Como ejercicio de relación con el mundo, la experiencia se inscribe en un cuerpo localizado. En la obra de Paula de Solminihac, esto se manifiesta visualmente en un imaginario ligado al territorio, que es espacio cotidiano y, al mismo tiempo, paisaje cultural. La cerámica, hecha de tierra de arcilla, vehiculiza hacia su obra una potente carga de cultura originaria, como expresión profundamente arraigada en la tradición objetual latinoamericana y chilena. La tierra, como materia prima, es, en sí misma, apelación al lugar. No hay experiencia sin territorialidad.

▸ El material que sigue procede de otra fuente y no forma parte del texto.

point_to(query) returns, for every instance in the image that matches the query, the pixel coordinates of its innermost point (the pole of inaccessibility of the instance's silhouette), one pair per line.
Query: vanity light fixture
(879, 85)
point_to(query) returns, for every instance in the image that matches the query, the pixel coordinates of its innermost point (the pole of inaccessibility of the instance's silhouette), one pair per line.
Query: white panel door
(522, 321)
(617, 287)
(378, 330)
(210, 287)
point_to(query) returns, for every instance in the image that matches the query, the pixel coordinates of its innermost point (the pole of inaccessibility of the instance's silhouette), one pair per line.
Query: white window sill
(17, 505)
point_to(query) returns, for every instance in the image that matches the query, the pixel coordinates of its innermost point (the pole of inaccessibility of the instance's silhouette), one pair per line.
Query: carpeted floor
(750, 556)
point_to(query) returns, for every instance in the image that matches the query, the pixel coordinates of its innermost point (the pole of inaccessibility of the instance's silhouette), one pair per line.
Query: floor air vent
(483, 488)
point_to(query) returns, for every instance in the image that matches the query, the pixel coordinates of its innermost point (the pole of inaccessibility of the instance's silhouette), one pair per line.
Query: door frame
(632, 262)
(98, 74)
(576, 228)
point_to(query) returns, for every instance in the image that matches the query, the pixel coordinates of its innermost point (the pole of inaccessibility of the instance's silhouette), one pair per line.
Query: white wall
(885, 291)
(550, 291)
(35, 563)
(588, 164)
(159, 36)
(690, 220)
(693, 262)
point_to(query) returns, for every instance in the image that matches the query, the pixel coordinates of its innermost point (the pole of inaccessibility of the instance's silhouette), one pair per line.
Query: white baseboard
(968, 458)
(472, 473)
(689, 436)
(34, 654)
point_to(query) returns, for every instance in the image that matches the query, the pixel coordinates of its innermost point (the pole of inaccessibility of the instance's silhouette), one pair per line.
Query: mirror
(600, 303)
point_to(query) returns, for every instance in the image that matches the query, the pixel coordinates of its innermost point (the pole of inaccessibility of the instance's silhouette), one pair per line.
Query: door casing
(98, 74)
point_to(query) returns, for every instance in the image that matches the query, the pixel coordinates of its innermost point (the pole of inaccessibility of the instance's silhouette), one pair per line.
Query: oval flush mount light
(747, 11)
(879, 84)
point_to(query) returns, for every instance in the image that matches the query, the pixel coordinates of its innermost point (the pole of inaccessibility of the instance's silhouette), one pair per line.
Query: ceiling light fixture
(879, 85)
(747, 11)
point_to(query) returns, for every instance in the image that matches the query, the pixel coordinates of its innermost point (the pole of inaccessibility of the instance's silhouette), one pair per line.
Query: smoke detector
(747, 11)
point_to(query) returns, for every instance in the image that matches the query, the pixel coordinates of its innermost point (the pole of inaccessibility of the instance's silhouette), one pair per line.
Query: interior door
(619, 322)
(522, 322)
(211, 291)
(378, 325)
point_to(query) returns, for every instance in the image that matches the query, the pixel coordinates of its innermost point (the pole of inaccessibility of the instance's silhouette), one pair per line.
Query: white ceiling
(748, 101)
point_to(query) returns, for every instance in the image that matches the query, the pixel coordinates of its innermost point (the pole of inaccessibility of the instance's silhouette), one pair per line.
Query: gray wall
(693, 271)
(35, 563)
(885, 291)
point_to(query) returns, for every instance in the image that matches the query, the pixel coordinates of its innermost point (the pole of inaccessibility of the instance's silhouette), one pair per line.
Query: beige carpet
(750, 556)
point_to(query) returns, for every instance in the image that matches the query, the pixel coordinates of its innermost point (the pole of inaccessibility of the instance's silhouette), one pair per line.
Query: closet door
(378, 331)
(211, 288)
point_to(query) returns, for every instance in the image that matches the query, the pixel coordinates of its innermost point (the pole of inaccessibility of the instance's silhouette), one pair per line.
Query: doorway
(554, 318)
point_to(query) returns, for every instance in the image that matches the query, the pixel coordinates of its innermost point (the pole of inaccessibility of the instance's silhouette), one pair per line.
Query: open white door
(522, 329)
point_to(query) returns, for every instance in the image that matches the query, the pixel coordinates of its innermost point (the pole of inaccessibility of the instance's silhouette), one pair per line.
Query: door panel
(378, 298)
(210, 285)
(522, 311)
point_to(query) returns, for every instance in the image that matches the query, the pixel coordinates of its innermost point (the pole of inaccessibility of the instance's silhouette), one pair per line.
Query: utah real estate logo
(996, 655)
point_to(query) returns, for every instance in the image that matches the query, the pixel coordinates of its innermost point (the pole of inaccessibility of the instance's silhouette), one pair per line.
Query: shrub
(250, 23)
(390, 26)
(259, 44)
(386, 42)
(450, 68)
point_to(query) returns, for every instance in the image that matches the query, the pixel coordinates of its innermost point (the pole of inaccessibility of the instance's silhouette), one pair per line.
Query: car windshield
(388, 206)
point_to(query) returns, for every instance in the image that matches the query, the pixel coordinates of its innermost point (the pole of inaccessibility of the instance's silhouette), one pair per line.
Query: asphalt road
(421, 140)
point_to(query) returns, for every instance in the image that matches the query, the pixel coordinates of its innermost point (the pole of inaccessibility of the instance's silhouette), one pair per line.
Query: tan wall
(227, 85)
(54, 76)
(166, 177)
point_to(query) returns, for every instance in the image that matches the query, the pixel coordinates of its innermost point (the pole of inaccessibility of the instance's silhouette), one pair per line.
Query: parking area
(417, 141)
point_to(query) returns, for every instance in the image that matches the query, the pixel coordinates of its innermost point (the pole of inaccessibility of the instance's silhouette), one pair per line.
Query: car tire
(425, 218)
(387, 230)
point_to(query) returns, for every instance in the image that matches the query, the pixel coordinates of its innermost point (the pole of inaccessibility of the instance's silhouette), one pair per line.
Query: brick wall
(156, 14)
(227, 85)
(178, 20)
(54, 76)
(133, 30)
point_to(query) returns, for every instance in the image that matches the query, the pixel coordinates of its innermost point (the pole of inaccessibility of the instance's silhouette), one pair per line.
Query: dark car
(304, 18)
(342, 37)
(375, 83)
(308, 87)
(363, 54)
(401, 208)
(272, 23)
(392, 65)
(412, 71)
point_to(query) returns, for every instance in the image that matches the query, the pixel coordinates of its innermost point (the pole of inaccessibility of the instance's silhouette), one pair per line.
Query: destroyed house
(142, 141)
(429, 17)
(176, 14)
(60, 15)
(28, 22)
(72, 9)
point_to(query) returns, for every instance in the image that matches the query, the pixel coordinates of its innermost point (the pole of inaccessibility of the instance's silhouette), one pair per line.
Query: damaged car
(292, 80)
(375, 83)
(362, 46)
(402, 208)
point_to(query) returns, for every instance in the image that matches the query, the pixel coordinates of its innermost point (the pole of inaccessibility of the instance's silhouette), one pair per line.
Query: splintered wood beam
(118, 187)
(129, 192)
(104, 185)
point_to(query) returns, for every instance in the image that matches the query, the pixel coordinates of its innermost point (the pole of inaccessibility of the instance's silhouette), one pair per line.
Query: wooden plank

Este signo local ilumina las posibilidades de tránsito de la obra en el circuito global. Dice Varela en su entrevista: “Mi lectura está marcada por la irrupción del pensamiento global, que cuestiona las ideas locales y valora solo lo que es internacional o exportable. Yo no soy anti mundialismo, pero creo que no se puede suspender la noción de lugar, que es constitutiva del ser humano. La tarea actual es crear un pensamiento que recobre la capacidad de tener un lugar de origen que no sea parroquial, que tenga una visión global, pero que esté conectado con la tierra y con la experiencia propia. Ese es mi actual proyecto cultural”.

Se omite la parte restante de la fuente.